Some comments from Jose

  • When you give an answer you should make sure that you are covering two parts: showing that all the elements listed in your answer satisfy the property and checking that the elements that are not in you answer do not satisfy it. In problem 1 many of you forgot to say why if n>2 is even then K_n has no Eulerian trail.
  • Remember to ALWAYS check the hypothesis of a theorem before applying it. In problem #2 many students tried to apply Cor. 9.3 using that two vertices have degrees equal to 99 and the rest of vertices have degrees equal to 100. This is unfortunately a WRONG thing to do: to be able to apply Cor. 9.3 you need to know that the graph is connected beforehand. Having an Eulerian trail is a much stronger property than being connected and is usually harder to prove. For those who still do not believe that this argument is not correct here is a counterexample. Consider two disjoint copies of K_{101} and remove one edge. All the vertices in the resulting graph have degree 100 except for two vertices that have degree 99. However this graph is not connected so the Eulerian trail does not exist. (There is, however, a way to solve problem #2 using Eulerian trails. Indeed, the hypothesis of the problem implies that the *original* graph has a closed Eulerian trail. This is because all vertices of the original graph have even degrees and the graph is connected. We can go along this closed Eulerian trail in two directions, so there is a path from A to B that does not contain the edge AB. This gives the connectivity of the graph obtained from G be removing AB.)
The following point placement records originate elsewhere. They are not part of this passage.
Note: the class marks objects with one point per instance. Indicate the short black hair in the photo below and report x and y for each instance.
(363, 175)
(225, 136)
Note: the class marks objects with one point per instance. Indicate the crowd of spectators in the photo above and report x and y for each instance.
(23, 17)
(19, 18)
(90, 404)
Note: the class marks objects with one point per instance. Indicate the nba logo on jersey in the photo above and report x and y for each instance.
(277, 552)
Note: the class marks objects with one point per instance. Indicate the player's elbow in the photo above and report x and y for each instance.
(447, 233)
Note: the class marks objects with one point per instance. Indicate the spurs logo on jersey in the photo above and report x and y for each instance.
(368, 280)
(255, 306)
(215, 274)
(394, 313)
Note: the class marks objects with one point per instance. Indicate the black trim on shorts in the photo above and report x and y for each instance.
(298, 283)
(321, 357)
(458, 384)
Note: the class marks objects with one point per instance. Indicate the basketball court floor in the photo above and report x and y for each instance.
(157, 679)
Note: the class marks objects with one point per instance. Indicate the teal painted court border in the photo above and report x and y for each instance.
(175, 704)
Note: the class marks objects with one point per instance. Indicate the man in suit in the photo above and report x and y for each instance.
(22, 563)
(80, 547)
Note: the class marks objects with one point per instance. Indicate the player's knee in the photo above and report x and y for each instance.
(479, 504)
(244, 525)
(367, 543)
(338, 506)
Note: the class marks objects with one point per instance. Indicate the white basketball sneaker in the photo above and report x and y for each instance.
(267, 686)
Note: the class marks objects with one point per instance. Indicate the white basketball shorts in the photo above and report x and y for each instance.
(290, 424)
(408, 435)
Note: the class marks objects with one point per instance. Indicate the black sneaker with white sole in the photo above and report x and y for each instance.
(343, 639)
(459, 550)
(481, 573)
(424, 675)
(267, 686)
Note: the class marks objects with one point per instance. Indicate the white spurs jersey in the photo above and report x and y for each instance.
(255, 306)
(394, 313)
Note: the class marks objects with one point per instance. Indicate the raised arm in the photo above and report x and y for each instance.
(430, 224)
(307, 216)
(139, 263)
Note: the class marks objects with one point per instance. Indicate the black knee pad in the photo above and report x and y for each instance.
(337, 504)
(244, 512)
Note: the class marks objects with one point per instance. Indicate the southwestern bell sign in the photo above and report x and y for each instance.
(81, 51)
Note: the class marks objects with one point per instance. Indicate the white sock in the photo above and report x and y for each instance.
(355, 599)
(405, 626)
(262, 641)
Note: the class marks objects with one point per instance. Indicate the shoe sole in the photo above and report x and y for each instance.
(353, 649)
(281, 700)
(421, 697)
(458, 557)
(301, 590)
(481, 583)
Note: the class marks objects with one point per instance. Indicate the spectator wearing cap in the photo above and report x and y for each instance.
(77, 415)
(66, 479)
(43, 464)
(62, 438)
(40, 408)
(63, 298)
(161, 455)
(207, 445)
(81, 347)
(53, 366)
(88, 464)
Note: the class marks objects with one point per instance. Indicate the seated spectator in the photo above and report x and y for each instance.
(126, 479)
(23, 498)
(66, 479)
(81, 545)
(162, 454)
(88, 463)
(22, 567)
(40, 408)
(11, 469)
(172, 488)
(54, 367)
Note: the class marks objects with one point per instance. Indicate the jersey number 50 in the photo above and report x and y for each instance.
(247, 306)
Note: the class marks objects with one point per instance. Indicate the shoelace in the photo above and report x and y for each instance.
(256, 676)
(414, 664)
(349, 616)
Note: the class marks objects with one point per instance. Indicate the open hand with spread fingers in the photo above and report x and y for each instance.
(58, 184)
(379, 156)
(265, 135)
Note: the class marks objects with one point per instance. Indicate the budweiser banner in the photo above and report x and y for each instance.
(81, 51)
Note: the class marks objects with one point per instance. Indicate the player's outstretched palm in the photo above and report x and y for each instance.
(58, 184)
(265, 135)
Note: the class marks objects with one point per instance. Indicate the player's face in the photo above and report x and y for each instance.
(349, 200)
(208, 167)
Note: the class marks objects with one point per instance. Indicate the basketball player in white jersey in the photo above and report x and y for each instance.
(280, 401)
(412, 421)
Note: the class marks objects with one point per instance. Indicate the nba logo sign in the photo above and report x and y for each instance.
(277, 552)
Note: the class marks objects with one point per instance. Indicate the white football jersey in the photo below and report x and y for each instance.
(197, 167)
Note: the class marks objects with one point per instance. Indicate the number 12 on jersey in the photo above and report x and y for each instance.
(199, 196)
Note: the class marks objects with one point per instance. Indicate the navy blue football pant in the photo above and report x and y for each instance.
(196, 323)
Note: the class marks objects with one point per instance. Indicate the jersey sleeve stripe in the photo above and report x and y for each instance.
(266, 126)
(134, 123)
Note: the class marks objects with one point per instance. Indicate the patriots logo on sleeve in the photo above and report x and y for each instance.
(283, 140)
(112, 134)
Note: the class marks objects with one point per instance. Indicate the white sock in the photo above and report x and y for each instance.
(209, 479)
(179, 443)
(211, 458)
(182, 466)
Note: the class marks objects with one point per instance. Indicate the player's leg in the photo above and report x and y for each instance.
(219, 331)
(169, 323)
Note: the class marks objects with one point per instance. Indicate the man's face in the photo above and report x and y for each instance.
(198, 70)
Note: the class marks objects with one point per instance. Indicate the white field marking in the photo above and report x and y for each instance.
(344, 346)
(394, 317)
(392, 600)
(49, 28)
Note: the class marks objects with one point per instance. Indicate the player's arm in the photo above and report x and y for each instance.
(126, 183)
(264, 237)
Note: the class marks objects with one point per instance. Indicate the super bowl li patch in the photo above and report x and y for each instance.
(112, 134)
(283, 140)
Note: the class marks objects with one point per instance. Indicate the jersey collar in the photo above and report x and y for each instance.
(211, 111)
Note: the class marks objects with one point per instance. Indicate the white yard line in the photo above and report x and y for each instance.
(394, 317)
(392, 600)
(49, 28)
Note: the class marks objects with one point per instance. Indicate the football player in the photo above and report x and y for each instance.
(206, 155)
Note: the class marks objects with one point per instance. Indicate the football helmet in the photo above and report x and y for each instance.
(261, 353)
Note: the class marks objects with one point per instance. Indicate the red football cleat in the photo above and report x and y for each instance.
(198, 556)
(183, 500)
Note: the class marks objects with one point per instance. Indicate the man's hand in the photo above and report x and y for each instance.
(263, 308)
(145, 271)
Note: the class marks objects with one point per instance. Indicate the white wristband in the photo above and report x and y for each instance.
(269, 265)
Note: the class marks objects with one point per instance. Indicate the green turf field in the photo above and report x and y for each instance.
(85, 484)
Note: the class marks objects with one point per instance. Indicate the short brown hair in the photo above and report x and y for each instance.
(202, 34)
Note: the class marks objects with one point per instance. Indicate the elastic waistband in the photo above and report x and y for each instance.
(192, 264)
  • I would suggest you do the exercise of reading aloud your homework, or even better, ask someone to read it aloud to you. That will help you notice where are you being clear and where you are not.
  • One more advise: When you finish writing a solution, read the problem again, go over ALL the hypothesis and check if and where you've used them. If you look at problem #2 and the flawed solution using 9.3, the main problem is that you are NOT using the connectivity of the original graph in any way.